Tras el muro que ahora traspasamos, quedaron las horas vividas en largos y angustiosos meses: las horas llevan una estrella recordatoria en la frente y las horas que ciñen un casco rematado por un búho; las horas vestidas de blanco y las horas enlutadas; las horas ilusiones y las horas alegrías; las horas amor y las horas remordimiento, que volaban al azul del ideal, como una saeta de oro y las que se cernían sobre las almas como una espesa bruma; las que traían entre sus brazos el ensueño y la que en los repliegues de su manto, ocultaban el insomnio. Allí quedan unas húmedas de besos; empapadas otras en lágrimas luminosas éstas de sonrisas; ennegrecidas a aquellas de desesperanza rosada, éstas de ilusiones; azuladas aquellas de quimera. Allá queda todo el bagaje de espejismos luminosos o terribles, sacudiendo el polvo del camino, entramos de cara al Oriente, al año nuevo, que es el porvenir.
Al tañer alegre las campanas, al estallar los petardos, al brillas los fuegos de artificio, al entregarnos los unos en brazos de los otros, aquellos años que llamamos muertos, son los que en nosotros estamos viviendo con más viva presencia. Turbulentos se agitan en estos instantes los recuerdos y nos llegan desde lejos, la vislumbre de cosas que no pueden morir. Estremecen nuestro corazón, recuerdo que para siempre creíamos borrados de nuestra mente y nos invade una clarividencia que nos da temor. Sorprendernos de repente, un secreto que vivió dentro de nosotros, como un muerto en su tumba y estamos a punto de sentir los ojos humedecidos por las lágrimas.

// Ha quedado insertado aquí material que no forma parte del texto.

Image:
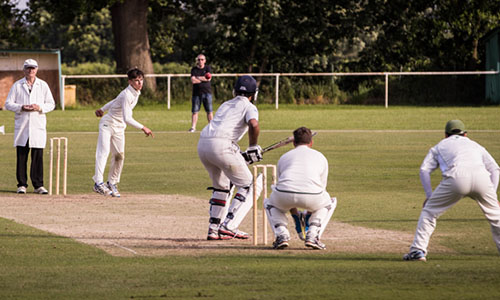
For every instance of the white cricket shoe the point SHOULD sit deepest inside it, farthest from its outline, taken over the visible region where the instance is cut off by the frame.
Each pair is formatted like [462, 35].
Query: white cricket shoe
[114, 189]
[237, 234]
[415, 255]
[281, 242]
[41, 190]
[213, 235]
[102, 189]
[313, 242]
[21, 190]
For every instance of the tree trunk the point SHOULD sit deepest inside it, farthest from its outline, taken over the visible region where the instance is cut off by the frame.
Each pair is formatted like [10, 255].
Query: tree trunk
[130, 30]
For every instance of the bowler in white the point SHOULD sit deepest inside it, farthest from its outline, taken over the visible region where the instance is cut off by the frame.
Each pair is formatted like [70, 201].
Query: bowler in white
[112, 134]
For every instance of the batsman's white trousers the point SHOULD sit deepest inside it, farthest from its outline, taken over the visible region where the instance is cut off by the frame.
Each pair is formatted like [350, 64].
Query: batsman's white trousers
[279, 203]
[224, 163]
[110, 139]
[478, 186]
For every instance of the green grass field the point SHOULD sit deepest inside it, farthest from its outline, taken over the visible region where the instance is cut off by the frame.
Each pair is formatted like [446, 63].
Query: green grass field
[374, 155]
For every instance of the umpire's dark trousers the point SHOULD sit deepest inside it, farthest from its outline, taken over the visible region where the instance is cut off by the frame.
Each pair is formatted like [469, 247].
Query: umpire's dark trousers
[36, 171]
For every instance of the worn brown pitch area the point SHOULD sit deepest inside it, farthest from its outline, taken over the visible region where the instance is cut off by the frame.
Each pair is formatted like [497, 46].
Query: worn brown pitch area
[156, 225]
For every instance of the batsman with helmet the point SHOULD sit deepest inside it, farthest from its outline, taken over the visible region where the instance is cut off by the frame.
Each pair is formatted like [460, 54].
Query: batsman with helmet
[219, 152]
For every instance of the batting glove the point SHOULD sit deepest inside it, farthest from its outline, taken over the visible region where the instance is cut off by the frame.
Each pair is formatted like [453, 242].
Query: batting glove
[253, 154]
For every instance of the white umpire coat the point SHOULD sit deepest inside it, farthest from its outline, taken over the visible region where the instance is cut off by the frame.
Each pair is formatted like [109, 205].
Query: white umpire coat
[30, 125]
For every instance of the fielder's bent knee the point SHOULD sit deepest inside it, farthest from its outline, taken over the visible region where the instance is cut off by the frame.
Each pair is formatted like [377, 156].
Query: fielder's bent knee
[119, 156]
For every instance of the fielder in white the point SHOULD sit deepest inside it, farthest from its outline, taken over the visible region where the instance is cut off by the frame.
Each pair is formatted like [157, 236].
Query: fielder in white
[112, 134]
[302, 178]
[467, 170]
[220, 154]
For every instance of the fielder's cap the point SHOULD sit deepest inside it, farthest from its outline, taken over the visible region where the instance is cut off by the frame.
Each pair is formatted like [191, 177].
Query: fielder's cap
[30, 63]
[246, 84]
[455, 127]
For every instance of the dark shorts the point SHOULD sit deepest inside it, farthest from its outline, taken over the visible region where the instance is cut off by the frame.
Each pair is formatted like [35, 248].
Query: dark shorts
[196, 101]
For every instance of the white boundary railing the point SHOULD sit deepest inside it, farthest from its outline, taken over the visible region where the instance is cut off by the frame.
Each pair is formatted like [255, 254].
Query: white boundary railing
[278, 75]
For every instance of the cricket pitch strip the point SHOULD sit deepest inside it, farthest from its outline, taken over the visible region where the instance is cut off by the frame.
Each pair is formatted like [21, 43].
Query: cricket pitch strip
[158, 225]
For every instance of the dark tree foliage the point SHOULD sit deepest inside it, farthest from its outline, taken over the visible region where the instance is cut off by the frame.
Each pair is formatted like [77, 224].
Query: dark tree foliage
[13, 31]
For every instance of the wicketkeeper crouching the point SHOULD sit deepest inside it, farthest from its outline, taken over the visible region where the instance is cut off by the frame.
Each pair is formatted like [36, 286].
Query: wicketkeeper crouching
[302, 178]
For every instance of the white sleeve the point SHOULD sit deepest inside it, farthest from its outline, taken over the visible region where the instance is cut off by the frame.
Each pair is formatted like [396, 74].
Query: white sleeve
[492, 167]
[252, 113]
[425, 178]
[429, 164]
[49, 103]
[127, 115]
[10, 102]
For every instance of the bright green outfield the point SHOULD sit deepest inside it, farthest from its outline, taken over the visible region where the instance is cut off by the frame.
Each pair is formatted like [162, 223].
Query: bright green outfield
[374, 174]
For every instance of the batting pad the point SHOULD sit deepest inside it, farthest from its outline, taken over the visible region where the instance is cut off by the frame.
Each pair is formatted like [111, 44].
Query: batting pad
[239, 209]
[277, 219]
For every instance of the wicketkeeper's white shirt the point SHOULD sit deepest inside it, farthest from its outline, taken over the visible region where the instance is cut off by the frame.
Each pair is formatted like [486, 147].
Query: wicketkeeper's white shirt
[231, 120]
[120, 109]
[302, 170]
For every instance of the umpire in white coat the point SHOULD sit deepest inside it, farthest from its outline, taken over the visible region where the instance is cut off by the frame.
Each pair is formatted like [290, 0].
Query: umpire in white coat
[302, 179]
[30, 98]
[467, 170]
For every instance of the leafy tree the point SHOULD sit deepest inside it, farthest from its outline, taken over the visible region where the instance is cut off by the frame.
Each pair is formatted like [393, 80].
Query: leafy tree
[129, 27]
[263, 35]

Nos acordamos de aquel acto que ahora nos ruboriza y nos sume en plácida dicha recordar aquella vez que nos sorprendió un amor con ribetes de eternidad. Un año no puede morir, porque no puede morir el tiempo. Ningún año se va. Se queda aferrado con nosotros, a nuestra carne y a nuestro espíritu. No digamos un año muere, digamos que nos da vida. No midamos el tiempo con nuestras coordenadas astronómicas. Midámoslo como Wells, que, "el tiempo ha herido nuestra cabeza, pero no la ha doblado".
Carlos René Ibacache, Miembro Correspondiente
por Chillán, de la Academia de la Lengua.